The e-mail lists seven steps for an application to be considered, one of them being that applicants should indicate their preferred farming units.
The director of resettlement in the Ministry, Alfred Sikopo, said the farming units had already been advertised on September 1 to 9 in the New Era and Republikein, and that the information was also circulated to all regional councils and Lands Ministry regional offices to be placed on notice boards.
The farms in question are a portion - called Voorspoed - of Farm Usagei number 367 (unit A and B) in Omaheke; two farming units of Farm Ginnegaap number 997, also in Omaheke; two unit of Farm Gruis in Kunene; three units of New-Beproewing in the Aranos area in Hardap; and five units of Farm Laura and Portion 1 of the farm Gemsbokfontein in Omaheke.
Sikopo said the Ministry circulates information on available farms for resettlement only after the farms have been gazetted and advertised in newspapers.
"The Ministry does not inform staff members of available farms before they are advertised," Sikopo stressed.

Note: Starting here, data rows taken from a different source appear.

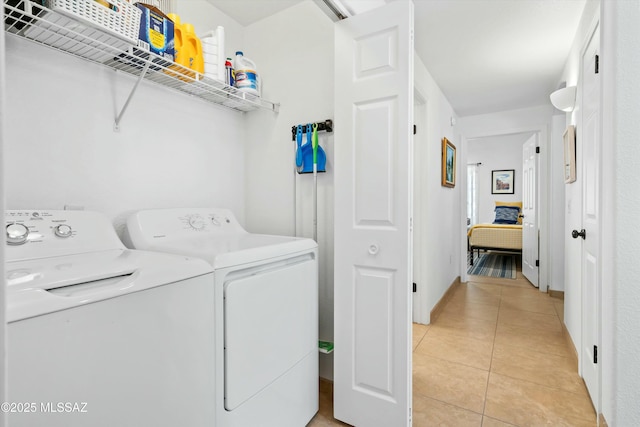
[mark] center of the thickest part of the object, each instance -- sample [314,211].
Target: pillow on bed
[507,215]
[516,204]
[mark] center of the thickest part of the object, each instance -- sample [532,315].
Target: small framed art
[502,181]
[569,139]
[448,163]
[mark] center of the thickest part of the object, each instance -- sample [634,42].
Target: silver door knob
[582,233]
[17,234]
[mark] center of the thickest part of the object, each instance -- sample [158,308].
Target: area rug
[494,265]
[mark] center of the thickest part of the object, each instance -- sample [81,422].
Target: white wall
[498,152]
[621,317]
[172,150]
[537,120]
[440,224]
[293,51]
[557,186]
[3,365]
[206,17]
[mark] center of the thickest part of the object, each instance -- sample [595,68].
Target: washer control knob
[196,222]
[17,234]
[62,230]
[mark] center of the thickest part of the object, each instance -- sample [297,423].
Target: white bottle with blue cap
[246,76]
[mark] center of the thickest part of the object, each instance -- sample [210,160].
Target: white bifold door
[529,211]
[373,208]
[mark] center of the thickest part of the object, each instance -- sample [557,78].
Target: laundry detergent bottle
[194,46]
[246,76]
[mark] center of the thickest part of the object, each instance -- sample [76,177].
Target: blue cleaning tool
[308,152]
[299,149]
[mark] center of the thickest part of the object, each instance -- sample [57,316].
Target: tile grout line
[493,349]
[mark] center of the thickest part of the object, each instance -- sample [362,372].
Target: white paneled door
[529,211]
[591,213]
[373,209]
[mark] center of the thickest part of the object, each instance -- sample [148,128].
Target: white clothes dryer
[266,312]
[100,335]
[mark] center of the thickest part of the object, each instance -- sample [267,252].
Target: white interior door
[373,206]
[529,207]
[590,144]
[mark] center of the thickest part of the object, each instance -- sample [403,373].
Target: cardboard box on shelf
[156,31]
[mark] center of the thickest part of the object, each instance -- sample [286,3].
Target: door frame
[543,202]
[421,314]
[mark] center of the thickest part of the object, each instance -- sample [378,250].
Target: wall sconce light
[564,99]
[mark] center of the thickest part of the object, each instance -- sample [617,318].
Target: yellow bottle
[194,47]
[188,49]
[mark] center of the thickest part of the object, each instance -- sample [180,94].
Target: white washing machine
[266,312]
[100,335]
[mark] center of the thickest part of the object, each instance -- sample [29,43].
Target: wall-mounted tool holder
[326,126]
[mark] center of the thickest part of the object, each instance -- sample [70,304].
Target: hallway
[495,356]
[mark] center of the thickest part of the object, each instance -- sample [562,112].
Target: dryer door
[271,323]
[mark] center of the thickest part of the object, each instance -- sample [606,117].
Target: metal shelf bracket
[116,124]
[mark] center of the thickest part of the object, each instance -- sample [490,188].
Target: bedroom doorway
[488,158]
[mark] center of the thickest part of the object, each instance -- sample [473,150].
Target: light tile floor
[496,356]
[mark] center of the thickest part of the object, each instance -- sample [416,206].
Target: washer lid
[235,249]
[45,285]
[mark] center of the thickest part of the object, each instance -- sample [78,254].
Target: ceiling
[486,55]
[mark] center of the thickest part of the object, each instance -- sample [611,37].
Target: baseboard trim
[556,294]
[326,385]
[437,309]
[601,421]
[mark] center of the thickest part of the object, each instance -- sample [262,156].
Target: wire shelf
[38,24]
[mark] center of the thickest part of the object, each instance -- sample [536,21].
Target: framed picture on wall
[448,163]
[569,139]
[502,181]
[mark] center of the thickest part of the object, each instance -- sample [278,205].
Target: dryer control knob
[17,234]
[62,230]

He said the internal e-mail notifying staff of the available farms does not constitute a conflict of interest, but was intended for dissemination to the public after the farms were advertised in the media.
The e-mail was, however, directed to "all staff members" of the Ministry of Lands.
"It is important to note that the Ministry is not involved in the nomination of applicants for consideration by the Minister," said Sikopo.
He said regional resettlement committees and the Land Reform Advisory Commission do that, while the Ministry only does administrative activities.
"This arrangement insulates the ministerial staff from having influence in the allocation process," Sikopo said.
"But why should ministry staff be treated differently; they are citizens like all of us and should access information on resettlement farms like the rest of us. This is unfair treatment," commented a member of the public requesting anonymity.
The allocation of a resettlement farm to Permanent Secretary Shapwa has drawn criticism from the public and opposition parties who felt that the well-off and well-connected seem to be benefiting from Government's resettlement programme.
When Shapwa was questioned about her resettlement, she countered that there were many other Ministry staffers who had been resettled.
The Ministry defended her resettlement by insisting that she was treated like any other previously disadvantaged Namibian wanting land.
Following this, Rally for Democracy and Progress (RDP) Member of Parliament Anton von Wietersheim demanded that Minister of Lands and Resettlement Alpheus !Naruseb tell Parliament what the criteria were for resettlement, and how many staff at the Ministry had been resettled.
Minister !Naruseb has yet to respond to these questions.